I have a table DATES
that looks like this:
Id | TimeStamp | TimeStamp_UTC |
---|---|---|
1 | 2021-08-03 12:10:30 | 2021-08-03 12:10:30.000 |
2 | 2021-09-13 12:21:44 | NULL |
3 | 11/23/2021 1:30:56.511 PM | NULL |
4 | 11/23/2021 1:37:27.476 PM | NULL |
The column TimeStamp
is of type nvarchar
and TimeStamp_UTC
of type datetime
.
I want to convert the data from TimeStamp
into the column TimeStamp_UTC
by using just one query.
That implies using two CONVERT
functions, one for the first two dates and a slightly different one for the last two.
The SQL statements to convert both types are shown here:
For the first two:
UPDATE DATES
SET [TimeStamp_UTC_JM] = (SELECT CONVERT(datetime, [TimeStamp], 20)
WHERE LEN([TimeStamp]) IN (18, 19))
For the other two dates:
UPDATE DATES
SET [TimeStamp_UTC_JM] = (SELECT CONVERT(datetime, [TimeStamp], 21)
WHERE LEN([TimeStamp]) BETWEEN 23 AND 26)
Individually both updates work, but when running the second query the converted values of the first update disappear, so I would like to perform the update in just one step, without overwriting.
Just run these two UPDATE
statements after each other - check to ensure you're not overwriting any existing values in Timestamp_UTC
in your WHERE
clause:
-- update the first style of date/time formats
UPDATE dbo.Dates
SET [TimeStamp_UTC] = CONVERT(DATETIME2(3), [TimeStamp], 120)
WHERE LEN([TimeStamp]) IN (18, 19)
AND TimeStamp_UTC IS NULL;
-- update the second style of date/time formats
UPDATE dbo.Dates
SET [TimeStamp_UTC] = CONVERT(DATETIME2(3), [TimeStamp], 101)

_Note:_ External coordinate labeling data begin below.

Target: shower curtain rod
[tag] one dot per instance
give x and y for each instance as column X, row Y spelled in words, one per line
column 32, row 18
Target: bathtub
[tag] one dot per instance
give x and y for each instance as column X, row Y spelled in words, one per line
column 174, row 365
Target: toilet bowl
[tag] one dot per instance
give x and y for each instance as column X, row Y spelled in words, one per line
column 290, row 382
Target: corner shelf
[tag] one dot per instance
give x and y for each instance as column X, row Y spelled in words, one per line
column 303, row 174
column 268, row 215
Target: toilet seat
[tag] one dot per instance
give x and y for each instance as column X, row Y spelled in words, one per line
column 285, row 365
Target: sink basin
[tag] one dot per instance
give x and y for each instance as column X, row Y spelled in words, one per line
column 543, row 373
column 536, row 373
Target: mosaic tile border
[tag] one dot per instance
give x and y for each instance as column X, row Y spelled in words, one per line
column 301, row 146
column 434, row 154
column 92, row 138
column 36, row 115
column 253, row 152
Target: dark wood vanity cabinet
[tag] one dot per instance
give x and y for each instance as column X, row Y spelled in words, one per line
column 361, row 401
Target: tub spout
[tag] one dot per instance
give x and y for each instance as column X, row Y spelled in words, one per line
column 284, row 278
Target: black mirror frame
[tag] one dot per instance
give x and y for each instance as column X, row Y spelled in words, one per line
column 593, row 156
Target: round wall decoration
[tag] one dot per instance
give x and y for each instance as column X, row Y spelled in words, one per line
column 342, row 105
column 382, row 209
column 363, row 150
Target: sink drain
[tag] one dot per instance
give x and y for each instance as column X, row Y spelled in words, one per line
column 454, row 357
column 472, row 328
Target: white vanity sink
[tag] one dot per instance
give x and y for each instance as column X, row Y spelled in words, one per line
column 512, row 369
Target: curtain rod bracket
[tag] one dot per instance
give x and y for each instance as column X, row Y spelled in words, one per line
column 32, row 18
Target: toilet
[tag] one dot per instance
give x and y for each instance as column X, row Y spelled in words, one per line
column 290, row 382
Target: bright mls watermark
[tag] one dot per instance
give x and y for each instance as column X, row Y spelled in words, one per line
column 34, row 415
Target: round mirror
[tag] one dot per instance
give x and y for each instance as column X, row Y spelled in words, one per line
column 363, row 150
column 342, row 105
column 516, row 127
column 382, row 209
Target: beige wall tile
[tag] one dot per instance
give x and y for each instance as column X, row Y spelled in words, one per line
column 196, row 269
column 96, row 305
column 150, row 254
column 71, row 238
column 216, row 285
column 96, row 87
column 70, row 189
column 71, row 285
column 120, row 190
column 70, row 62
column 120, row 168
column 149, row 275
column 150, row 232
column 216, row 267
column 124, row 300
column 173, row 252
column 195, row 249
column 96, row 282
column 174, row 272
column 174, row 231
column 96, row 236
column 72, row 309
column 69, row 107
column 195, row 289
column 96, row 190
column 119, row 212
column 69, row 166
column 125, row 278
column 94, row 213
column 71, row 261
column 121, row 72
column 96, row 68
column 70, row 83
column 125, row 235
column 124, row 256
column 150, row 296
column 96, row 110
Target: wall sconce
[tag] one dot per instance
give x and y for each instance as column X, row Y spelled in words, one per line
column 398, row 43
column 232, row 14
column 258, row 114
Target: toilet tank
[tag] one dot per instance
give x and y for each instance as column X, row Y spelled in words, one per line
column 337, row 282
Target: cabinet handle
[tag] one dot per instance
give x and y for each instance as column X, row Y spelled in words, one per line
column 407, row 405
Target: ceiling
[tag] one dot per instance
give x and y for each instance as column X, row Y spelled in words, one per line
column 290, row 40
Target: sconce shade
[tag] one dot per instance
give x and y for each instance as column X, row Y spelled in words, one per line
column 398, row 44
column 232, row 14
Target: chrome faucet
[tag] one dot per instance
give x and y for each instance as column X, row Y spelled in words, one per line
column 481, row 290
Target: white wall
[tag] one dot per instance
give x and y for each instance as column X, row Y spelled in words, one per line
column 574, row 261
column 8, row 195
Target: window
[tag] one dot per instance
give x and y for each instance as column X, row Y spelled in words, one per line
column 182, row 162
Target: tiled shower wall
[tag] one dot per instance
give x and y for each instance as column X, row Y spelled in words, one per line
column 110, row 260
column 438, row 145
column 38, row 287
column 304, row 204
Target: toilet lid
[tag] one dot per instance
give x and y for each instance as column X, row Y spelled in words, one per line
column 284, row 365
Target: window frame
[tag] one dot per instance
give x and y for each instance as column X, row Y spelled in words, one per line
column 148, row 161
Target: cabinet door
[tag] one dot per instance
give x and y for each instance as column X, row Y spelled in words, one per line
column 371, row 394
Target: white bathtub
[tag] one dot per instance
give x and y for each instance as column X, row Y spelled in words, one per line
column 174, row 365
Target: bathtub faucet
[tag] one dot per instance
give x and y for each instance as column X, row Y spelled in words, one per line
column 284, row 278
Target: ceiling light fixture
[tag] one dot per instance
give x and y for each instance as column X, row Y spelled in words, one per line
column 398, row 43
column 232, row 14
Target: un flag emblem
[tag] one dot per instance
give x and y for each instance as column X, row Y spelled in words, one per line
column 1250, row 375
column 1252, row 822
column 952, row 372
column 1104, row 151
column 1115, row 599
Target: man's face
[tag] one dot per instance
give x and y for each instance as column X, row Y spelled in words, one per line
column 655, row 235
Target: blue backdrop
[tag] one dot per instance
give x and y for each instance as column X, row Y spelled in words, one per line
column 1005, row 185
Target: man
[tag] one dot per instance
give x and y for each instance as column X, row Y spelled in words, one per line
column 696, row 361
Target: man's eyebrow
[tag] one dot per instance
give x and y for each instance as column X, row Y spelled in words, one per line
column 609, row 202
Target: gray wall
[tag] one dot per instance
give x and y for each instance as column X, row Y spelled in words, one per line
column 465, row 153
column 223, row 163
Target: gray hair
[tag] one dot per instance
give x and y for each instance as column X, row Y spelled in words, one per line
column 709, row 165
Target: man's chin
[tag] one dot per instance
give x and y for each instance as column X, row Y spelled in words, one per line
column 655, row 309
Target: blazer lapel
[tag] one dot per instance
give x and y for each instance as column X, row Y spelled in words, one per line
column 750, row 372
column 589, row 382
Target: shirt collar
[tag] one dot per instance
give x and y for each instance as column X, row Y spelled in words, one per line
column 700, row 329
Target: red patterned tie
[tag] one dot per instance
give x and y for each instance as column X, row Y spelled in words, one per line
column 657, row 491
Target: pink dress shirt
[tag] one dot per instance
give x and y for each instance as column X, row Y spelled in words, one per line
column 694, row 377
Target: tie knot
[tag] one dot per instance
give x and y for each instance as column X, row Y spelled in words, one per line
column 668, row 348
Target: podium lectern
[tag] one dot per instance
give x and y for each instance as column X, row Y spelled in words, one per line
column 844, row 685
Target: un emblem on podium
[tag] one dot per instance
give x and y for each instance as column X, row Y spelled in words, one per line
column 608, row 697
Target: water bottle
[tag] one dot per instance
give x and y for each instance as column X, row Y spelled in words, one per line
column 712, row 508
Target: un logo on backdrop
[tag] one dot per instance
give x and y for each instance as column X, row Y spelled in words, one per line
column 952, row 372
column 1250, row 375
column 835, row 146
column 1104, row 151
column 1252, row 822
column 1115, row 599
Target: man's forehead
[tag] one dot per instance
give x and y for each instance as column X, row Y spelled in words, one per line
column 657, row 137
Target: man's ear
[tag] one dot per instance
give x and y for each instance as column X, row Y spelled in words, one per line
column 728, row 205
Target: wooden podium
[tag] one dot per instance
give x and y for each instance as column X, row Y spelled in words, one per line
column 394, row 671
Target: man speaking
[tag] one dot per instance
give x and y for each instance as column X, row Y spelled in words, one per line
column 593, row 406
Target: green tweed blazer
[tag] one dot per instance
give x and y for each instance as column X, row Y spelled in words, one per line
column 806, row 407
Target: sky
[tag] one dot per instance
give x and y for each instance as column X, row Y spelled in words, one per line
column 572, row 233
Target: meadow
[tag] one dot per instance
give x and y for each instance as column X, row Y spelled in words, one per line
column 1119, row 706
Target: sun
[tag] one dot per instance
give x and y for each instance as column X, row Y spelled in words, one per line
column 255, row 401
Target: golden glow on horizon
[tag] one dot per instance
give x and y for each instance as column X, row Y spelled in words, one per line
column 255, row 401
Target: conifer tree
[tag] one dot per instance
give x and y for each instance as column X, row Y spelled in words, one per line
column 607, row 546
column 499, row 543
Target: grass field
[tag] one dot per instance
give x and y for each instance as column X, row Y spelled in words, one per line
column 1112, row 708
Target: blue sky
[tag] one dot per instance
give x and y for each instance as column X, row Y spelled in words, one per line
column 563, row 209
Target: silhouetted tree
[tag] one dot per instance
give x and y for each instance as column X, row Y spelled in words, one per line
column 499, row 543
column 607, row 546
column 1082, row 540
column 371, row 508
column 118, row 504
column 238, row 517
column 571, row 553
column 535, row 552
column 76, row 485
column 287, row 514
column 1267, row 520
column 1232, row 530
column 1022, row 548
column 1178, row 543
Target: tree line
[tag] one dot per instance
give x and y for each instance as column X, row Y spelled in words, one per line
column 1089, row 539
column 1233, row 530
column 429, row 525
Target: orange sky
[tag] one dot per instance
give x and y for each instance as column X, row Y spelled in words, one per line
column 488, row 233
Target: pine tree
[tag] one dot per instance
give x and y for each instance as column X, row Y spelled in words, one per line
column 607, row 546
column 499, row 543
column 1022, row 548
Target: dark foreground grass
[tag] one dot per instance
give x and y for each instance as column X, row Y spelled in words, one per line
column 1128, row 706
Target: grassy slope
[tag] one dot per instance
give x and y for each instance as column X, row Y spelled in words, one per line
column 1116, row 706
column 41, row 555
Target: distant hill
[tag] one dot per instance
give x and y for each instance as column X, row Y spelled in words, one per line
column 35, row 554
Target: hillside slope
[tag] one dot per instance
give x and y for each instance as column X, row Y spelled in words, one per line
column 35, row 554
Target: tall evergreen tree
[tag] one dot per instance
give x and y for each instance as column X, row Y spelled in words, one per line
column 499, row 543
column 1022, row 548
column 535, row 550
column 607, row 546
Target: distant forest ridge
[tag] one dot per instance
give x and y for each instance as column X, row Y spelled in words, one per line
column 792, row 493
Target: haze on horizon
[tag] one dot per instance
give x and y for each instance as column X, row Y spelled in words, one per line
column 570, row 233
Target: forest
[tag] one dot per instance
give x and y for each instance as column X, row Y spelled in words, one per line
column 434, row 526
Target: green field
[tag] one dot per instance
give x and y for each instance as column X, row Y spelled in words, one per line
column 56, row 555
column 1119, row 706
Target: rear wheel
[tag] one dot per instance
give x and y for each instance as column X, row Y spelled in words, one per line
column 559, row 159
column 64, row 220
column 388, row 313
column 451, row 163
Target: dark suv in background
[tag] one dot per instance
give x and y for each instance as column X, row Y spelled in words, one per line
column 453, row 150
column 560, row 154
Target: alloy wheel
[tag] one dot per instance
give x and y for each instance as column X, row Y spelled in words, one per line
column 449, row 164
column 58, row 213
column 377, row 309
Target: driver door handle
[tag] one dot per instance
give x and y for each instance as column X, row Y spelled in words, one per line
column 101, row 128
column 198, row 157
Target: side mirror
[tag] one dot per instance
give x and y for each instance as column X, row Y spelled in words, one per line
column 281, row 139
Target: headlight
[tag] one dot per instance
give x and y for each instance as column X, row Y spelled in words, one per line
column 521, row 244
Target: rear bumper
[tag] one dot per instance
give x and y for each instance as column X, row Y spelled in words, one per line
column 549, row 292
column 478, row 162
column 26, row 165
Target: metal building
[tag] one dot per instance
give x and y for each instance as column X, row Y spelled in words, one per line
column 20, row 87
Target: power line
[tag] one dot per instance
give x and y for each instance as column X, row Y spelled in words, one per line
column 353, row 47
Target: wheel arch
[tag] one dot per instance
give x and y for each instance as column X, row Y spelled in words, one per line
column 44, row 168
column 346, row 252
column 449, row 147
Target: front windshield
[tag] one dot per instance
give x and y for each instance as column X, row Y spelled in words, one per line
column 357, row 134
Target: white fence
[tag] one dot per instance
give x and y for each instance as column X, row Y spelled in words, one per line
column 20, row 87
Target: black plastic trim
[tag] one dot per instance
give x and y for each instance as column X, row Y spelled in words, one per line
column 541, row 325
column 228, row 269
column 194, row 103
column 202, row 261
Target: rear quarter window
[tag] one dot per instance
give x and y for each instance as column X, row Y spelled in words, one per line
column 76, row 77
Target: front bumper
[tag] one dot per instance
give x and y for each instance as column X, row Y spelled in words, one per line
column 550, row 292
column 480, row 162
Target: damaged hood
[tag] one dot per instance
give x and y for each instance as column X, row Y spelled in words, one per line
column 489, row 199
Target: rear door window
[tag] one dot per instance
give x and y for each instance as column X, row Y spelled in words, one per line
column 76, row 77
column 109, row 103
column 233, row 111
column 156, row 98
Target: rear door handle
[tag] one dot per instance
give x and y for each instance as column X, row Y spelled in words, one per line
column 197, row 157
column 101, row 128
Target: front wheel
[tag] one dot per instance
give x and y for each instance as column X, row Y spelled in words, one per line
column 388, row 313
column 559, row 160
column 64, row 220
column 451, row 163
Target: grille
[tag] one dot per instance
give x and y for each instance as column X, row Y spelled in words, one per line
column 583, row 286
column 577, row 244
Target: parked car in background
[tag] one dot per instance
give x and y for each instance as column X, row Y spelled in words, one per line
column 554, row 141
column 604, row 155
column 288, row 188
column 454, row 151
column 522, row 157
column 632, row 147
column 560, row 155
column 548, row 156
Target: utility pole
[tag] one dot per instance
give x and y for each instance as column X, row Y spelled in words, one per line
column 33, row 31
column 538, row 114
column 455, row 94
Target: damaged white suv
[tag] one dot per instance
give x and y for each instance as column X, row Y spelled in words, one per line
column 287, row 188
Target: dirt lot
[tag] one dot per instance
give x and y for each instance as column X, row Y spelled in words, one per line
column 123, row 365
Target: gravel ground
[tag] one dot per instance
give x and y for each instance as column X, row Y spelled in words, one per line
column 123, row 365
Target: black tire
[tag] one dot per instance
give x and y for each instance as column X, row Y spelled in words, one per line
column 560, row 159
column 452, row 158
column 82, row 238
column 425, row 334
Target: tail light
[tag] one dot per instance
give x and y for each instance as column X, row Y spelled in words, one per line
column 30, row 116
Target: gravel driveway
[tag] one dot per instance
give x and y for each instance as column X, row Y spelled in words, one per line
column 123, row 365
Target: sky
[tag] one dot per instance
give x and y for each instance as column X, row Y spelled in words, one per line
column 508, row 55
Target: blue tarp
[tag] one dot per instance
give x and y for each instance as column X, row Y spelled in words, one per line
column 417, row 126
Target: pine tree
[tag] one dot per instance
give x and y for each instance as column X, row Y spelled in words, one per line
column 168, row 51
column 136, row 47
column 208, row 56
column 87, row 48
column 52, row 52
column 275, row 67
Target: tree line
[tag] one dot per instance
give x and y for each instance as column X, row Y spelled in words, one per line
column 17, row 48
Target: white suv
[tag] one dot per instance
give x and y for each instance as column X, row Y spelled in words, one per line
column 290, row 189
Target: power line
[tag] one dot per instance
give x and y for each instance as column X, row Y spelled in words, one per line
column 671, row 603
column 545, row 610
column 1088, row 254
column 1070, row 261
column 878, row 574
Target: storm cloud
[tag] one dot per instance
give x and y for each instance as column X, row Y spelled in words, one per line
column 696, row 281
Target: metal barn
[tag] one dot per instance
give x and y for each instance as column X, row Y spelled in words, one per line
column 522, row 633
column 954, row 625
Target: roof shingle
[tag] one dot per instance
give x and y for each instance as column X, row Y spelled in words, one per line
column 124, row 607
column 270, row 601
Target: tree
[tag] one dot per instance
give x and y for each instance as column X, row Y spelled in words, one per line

WHERE LEN([TimeStamp]) BETWEEN 23 AND 26
AND TimeStamp_UTC IS NULL;
I had to also change the styles used for conversion - since you have 4-digit years, those have to be styles in the 100er range - and the second style you had doesn't exist in 4-digit years - but style = 101
seems to work just fine.
I also used DATETIME2(3)
as datatype, since this is recommended since the days of SQL Server 2008 - it has a better precision, uses less memory to store its values, and has a larger range of supported dates - basically nothing but benefits over using the old DATETIME
datatype. I'd strongly recommend defining any new columns to store date and time with the DATETIME2(n)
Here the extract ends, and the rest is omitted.